REVIEWED BY BARRY GARDNER:


THOMAS PERRY – Vanishing Act. Jane Whitefield #1. Random House, hardcover, 1995. Ballantine, paperback, 1996.

   The Butcher’s Boy is one of my favorite books, with Metzger’s Dog not far behind. I’m always glad to see a new one by Perry.

   Jane Whitefield is a young woman who is part Seneca by blood, all by heritage. She lives in upstate New York, and is a guide. Not the kind of guide you may be thinking of, though; she guides people who need to be lost, people who have other people looking for them. Jane puts them on the road to not being found, and teaches them how to walk it.

   And then one day a man named John Felker shows up at her door.
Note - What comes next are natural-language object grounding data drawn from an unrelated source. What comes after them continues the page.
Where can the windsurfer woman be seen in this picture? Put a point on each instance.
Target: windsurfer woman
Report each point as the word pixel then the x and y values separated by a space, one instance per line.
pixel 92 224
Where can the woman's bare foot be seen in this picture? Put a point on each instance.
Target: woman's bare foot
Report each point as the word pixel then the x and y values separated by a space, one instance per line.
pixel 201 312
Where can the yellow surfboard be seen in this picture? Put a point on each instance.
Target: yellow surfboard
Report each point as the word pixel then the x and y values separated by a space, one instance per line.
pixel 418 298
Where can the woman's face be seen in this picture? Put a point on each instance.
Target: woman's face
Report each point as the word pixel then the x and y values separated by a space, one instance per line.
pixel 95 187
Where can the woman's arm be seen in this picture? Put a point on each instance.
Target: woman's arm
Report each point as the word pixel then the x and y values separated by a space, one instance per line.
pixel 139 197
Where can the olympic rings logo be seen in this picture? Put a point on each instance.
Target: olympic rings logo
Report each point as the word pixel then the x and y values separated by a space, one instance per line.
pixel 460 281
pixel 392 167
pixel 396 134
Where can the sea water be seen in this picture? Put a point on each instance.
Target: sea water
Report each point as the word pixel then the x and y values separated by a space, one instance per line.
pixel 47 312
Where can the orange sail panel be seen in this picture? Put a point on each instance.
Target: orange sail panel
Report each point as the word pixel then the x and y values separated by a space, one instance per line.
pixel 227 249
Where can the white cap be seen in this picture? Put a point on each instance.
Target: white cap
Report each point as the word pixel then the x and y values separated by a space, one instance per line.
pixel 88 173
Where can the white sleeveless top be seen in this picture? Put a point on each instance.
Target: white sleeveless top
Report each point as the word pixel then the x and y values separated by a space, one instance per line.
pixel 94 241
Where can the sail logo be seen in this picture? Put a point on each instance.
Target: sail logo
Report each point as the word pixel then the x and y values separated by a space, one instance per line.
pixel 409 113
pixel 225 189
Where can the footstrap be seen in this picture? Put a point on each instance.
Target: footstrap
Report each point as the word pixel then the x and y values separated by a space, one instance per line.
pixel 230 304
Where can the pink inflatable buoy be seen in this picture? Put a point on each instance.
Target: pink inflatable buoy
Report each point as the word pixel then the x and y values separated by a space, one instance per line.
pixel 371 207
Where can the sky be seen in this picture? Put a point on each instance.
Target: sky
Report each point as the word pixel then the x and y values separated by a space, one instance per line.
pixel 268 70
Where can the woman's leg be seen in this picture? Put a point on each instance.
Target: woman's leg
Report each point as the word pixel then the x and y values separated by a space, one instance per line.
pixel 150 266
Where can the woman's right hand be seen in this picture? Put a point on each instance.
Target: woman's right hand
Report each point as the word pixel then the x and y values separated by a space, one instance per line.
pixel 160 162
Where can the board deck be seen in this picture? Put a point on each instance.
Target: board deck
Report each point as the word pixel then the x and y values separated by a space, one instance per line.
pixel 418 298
He says he’s an ex-cop, that he’s been framed, and that there’s a contract out on him. There are people after him, all right, as Jane finds as they set out on the road to anonymity, but he’s not exactly what he seems. A different road lies ahead, with a different destination.

   Two things you can depend on with Perry: he’ll have a strong, somewhat off-beat central character, or characters, and he’ll tell a hell of a good story. Jane Whitefield is one of his more memorable leads, and the story is a fast-moving thriller that will drag you right along.

   There’s a good deal of Native American lore and history interspersed in the third person narrative, about the verisimilitude of which I have no idea at all, but which certainly enhances the story and fits in well with it. Perry seldom writes the same book twice, but he always writes a good one, and this one is very good.

— Reprinted from Ah Sweet Mysteries #18, February-March 1995.